You could model $\epsilon^{(i)}$ has having a more general mean but it is unnecessary because he assumes a bias term $\theta_0$ and $x_0=1$, that is, $$ y^{(i)} = \theta_0\cdot 1 + \theta_1 x_1^{(i)} + \ldots + \theta_n x_n^{(i)} + \epsilon^{(i)} $$ and the regression problem is generally understood as estimating $\theta$ so as to arrive at the average value of $y$ for a given value of $x$. Remember, for a fixed value of $x$ there can be multiple values of $y$ (noisy $y$) and to have a function between $x$ and $y$ you need to pick one (representative) value of $y$. Traditionally this choice has been the mean of $y$.

This presentation of linear regression assumes a linear relationship between $x$ and $y$ where the variation observed in $y$ arises from the noise term $\epsilon$. Since the $\epsilon^{(i)}$ terms are assumed to be iid they all have the same mean (they are independent and have the same distribution which means they have the same mean). If the mean of the $\epsilon^{(i)}=\mu$ then you could transfer the mean from the noise terms to the bias term $\theta_0$ and end up with the same answers for the $y^{(i)}$ values. So for simplicity (or convention) most people assume that the noise term has a mean of zero.

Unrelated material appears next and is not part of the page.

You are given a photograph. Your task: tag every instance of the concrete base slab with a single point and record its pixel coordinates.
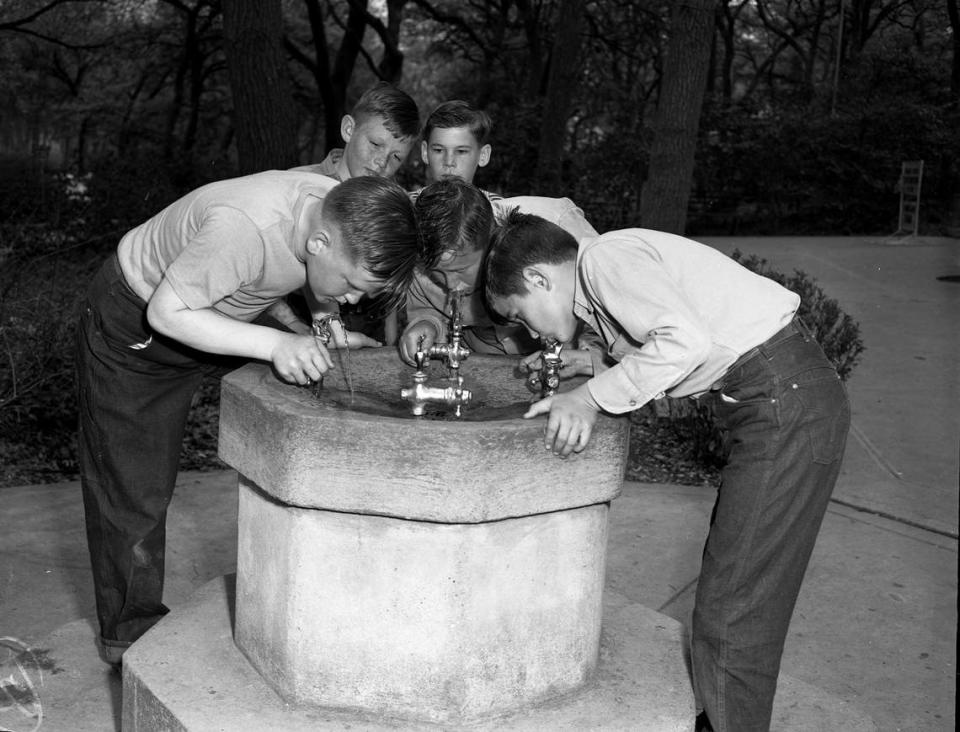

Statements about $y$ are generally made conditional on $x$. So, for example, the mean of $y^{(i)}$ conditional on $x^{(i)}$ is $$ \mathbb{E}\left [y^{(i)}\mid x^{(i)}; \theta\right ]= \mathbb{E}\left [\theta^{T} x^{(i)} + \epsilon^{(i)} \mid x^{(i)}; \theta\right ] = \theta^{T} x^{(i)} + \mathbb{E}[\epsilon^{(i)} \mid x^{(i)}; \theta] = \theta^{T}x^{(i)} $$ since $\theta^{T} x^{(i)}$ is constant given $x^{(i)}$ and $\epsilon^{(i)}$ has a mean of zero. Similarly, $y^{(i)}$ does not necessarily have a normal distribution in this type of linear regression model, but the assumptions above imply that the conditional distribution of $y^{(i)}$ given $x^{(i)}$ is normally distributed with mean $\theta^{T}x^{(i)}$ and standard deviation $\sigma$.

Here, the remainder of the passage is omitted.